On January 18, 2008, Carton honored a wager by walking across the Brooklyn Bridge holding a sign reading "Any Given Sunday" and wearing only a Speedo and New York Giants All-Pro tight end Jeremy Shockey jersey. After a week of berating the local team, Carton guaranteed the Giants would lose to the despised division rival Dallas Cowboys. The following Sunday the Giants upset the Cowboys, 21–17.

After the stunt, Carton quipped, "It's an experience I will never do again".
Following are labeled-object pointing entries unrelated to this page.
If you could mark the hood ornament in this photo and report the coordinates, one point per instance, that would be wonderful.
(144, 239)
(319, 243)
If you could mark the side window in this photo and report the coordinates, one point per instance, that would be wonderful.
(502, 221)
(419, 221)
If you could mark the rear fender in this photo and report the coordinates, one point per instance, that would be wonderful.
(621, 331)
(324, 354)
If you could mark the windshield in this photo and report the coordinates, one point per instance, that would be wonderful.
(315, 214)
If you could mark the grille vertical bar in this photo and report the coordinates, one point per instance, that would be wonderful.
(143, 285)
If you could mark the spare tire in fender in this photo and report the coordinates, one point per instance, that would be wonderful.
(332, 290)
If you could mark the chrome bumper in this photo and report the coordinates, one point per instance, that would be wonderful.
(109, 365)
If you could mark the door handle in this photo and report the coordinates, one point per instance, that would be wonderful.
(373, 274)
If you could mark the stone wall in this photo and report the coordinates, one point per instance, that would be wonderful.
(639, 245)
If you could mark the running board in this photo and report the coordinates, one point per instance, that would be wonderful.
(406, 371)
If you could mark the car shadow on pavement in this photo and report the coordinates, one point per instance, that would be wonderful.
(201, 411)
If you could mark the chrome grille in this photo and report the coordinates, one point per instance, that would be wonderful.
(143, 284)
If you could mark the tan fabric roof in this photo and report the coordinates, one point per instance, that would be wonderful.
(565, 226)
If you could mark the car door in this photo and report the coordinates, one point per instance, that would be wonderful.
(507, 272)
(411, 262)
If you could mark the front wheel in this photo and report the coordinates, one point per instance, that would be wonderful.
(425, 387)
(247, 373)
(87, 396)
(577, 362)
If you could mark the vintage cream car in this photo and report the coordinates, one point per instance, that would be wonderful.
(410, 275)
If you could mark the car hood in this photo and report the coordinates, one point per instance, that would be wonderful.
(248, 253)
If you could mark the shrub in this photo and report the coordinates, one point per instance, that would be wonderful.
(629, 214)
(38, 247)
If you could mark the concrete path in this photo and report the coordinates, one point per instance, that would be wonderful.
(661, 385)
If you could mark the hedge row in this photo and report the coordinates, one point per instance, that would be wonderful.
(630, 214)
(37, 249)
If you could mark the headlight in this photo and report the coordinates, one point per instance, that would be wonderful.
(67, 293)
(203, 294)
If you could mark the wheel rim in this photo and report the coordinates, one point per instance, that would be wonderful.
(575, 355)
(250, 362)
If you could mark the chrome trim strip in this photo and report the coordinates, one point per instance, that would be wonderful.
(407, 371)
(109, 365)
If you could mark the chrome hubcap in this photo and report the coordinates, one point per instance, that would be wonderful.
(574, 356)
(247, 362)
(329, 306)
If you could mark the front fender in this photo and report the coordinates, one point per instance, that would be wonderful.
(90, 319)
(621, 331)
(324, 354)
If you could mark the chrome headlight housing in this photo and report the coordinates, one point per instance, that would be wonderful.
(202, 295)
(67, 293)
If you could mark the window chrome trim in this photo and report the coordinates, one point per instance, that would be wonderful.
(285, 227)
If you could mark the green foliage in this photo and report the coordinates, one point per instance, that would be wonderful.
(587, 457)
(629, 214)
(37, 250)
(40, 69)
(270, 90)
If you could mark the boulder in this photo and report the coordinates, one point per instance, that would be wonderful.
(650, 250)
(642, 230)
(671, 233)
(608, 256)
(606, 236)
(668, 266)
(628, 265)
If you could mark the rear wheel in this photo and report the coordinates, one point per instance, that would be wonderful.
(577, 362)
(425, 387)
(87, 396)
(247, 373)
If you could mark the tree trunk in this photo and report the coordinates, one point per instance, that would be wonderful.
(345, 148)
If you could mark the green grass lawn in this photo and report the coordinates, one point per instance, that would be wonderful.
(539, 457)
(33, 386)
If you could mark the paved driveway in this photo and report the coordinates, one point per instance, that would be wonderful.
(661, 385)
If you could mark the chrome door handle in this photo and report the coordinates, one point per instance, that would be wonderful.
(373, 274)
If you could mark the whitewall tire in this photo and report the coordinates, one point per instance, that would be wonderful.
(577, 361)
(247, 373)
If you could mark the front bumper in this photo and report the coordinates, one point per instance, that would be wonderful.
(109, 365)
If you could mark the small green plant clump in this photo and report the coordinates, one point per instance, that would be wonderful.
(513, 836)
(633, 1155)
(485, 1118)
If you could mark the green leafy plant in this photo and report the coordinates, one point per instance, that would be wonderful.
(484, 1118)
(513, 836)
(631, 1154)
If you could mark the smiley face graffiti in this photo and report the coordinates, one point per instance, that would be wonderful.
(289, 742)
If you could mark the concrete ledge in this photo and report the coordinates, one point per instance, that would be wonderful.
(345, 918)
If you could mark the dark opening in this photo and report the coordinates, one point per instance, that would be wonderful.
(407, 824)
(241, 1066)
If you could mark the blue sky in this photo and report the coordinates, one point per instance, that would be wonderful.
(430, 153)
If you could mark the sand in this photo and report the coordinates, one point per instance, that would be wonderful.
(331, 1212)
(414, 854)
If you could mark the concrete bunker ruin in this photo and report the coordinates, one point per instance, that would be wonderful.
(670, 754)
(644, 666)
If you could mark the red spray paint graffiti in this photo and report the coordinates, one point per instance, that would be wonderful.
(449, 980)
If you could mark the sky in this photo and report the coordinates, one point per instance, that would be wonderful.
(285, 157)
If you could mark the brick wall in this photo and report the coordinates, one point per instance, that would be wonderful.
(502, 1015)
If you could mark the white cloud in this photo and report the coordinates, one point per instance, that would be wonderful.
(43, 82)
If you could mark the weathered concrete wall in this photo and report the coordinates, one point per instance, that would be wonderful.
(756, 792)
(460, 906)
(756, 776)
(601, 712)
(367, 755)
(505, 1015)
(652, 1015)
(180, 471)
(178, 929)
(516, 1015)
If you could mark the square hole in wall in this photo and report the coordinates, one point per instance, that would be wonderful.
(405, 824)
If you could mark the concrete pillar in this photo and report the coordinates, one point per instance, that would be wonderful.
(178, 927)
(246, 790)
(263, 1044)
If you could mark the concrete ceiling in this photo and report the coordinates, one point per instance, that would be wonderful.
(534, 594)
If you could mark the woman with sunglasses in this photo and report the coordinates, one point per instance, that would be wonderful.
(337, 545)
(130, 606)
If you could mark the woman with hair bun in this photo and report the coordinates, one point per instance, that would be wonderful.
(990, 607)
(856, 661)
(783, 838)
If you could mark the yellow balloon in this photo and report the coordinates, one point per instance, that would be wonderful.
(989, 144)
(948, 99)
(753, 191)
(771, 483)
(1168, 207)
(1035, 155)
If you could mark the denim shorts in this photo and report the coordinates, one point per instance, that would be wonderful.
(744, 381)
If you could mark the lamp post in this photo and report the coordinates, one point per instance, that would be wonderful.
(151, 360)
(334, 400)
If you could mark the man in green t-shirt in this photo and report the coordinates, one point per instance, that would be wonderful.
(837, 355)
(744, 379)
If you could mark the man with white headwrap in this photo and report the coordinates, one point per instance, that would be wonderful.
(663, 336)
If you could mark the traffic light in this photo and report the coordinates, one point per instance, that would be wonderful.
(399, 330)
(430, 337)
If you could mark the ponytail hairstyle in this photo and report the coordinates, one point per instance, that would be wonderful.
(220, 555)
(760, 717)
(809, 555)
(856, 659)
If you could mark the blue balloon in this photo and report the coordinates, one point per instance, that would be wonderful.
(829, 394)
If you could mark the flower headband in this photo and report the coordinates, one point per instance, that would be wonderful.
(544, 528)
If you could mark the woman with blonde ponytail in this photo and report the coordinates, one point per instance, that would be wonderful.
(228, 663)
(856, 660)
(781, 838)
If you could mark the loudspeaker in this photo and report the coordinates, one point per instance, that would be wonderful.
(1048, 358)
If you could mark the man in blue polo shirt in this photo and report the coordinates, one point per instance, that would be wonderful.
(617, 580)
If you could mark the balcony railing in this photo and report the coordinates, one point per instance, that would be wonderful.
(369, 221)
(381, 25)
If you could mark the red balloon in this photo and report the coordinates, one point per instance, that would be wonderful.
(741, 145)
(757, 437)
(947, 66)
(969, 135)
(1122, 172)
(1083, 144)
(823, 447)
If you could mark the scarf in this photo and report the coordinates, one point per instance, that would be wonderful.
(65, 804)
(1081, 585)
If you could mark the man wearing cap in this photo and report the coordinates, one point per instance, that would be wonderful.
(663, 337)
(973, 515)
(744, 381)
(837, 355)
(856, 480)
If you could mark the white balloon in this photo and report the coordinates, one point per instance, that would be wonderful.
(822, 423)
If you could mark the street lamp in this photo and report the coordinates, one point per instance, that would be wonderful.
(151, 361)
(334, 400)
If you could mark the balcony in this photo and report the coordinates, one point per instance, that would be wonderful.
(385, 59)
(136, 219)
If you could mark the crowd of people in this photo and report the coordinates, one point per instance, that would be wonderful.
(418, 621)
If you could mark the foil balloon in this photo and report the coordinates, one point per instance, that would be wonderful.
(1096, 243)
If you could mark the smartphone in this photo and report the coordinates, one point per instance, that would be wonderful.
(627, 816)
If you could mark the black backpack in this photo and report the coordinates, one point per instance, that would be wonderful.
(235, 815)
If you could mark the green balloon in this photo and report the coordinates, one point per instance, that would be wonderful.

On January 8, 2010, Carton repeated the stunt this time in the colors of the New York Jets, following Carton's earlier claim that the Jets would not make the playoffs. This stunt meant a lot more for Carton as he is a long-time Jets fan.

===Brett the Jet===

Really, for somebody to do that with a bullhorn, No. 1, you're not a Jets fan and you're not interested in the team. You're interested in yourself and bringing light to yourself. So, as players, we would laugh at it. We consider Carton annoying and unfunny, while Boomer is a traitor.
— —Chad Pennington

On July 30, 2008, at 1 pm, Carton went to the NY Jets training camp at Hofstra University in Uniondale, Long Island. Carton brought a megaphone and rallied a group of a few hundred Jets fans cheering "Let's Get Brett." The chant was a response to speculation that Green Bay Packers QB Brett Favre was looking to be traded upon coming out of a brief retirement. Carton had reasoned with the Jets organization over the air to put out a statement that the Jets were not pursuing Favre, if that was the case. If the Jets made this statement, he agreed to not show up at camp—but the Jets organization never came forward. Carton was chastised by the local media for this "stunt" and many local reporters felt the Jets stood no chance of getting Favre. On August 7, 2008, the Jets acquired Favre for a conditional fourth-round draft pick.

===Controversies===
On April 1, 2014, Boomer and Carton were discussing Mets second baseman Daniel Murphy taking paternity leave in order to be with his wife for the birth of his first child, and that Murphy would be unable to attend opening day. Boomer Esiason was critical of Murphy, saying his wife should have scheduled "a C-section before the season starts" because he "needs to be at Opening Day." After receiving criticism from groups like the March of Dimes and many of the program's listeners, Esiason later apologized to Murphy and his wife for "creating an intrusion into a very sacred and personal moment in their lives" and for making an "insensitive remark that I sincerely regret." Carton, consistent with his character, remained indifferent, referring to those who opposed them as "knuckleheads."